Archive for June, 2012

Substances More Foreign Than Pine Tar

As the reader will likely know by now, Tampa Bay right-hander Joel Peralta was ejected from Tuesday night’s game against the Washington Nationals before even throwing a single pitch. Indeed, Nationals manager Davey Johnson — who was a member of the front office in Washington when Peralta played there in 2010 — asked home plate umpire Tim Tschida to inspect Peralta’s glove as the latter warmed up. Following a brief delay, both Peralta and his glove were removed from the game, due to a “foreign substance on or in” the latter — pine tar being the substance in question.

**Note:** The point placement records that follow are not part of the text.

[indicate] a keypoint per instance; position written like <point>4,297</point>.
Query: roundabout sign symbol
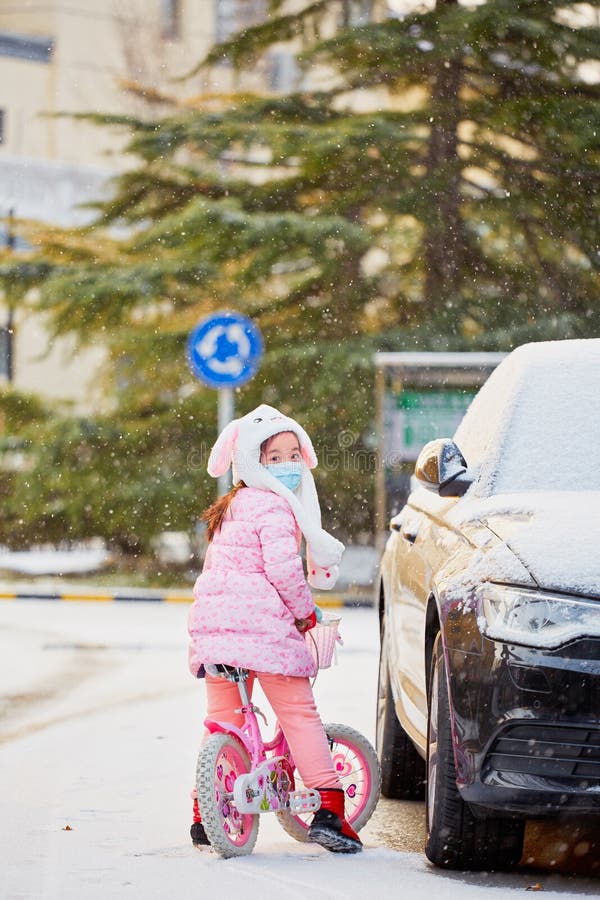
<point>224,350</point>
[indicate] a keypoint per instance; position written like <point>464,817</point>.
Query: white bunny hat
<point>238,446</point>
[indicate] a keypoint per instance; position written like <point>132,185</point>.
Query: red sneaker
<point>329,828</point>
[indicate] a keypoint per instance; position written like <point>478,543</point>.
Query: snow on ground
<point>98,735</point>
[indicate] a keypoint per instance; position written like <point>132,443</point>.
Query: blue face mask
<point>289,474</point>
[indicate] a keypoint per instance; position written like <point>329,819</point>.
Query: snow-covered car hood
<point>555,535</point>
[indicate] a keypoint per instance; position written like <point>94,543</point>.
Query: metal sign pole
<point>226,414</point>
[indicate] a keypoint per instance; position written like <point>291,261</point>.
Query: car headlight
<point>523,616</point>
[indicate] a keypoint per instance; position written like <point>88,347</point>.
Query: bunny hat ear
<point>222,452</point>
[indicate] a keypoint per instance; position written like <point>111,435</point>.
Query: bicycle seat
<point>231,673</point>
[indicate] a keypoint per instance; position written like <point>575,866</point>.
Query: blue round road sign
<point>225,349</point>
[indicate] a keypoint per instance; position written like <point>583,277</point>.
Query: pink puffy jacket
<point>251,590</point>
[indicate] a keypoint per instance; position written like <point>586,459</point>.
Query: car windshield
<point>537,426</point>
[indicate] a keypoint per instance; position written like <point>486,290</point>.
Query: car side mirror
<point>442,468</point>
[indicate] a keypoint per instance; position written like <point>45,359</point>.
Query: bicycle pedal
<point>304,800</point>
<point>265,789</point>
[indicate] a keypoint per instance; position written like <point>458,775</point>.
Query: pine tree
<point>432,182</point>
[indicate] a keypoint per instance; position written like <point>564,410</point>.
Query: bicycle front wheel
<point>355,761</point>
<point>221,760</point>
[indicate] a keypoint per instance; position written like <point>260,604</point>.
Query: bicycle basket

To say that pine tar and its application to a baseball are “illegal” — this is fine and good. To suggest that pine tar constitutes a foreign substance, however, is a bit misleading: in fact, a popular brand of pine tar is sold by Mueller Sports Medicine, Inc., located in beautiful Prairie du Sac, Wisconsin — a town (Prairie de Sac, that is) famously known its potent domesticity.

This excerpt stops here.